The second International is dead. But this ignoble death is no accident; like the downfall of the first International, the collapse of the second is an indication of the fact that its usefulness is at an end. It represents, in fact, the downfall of the old fighting methods of the epoch. Not in the sense that they will disappear or become useless, but in the sense that the whole world now understands that these methods cannot bring the Revolution. They retain their value as preparation, as auxiliary means. But the conquest of power demands new revolutionary forms of struggle. To have pointed these out, to have put before us the new problems which it itself was incapable of solving — this is the bequest to us of the second International.
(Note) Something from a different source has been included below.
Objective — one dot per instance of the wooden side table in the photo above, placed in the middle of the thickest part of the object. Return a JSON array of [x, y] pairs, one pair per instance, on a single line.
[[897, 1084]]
These will be fully developed by the new capitalist world that will grow out of this world-war — a world of mightier capitalist development, increased oppression of the proletariat, more pronounced antagonism of the three great world-powers, Germany, England and America. And out of these new conditions a new International of Labor will grow, more firmly founded, more strongly organized, more powerful and more Socialistic than the one that now perished. Looking beyond the terrible world-fire, we revolutionary Socialists boldly erect upon the ruins the standard of the new, the coming Internationalism:
C'est la lutte finale, groupons nous, et demain
L'Internationale sera le genre humain.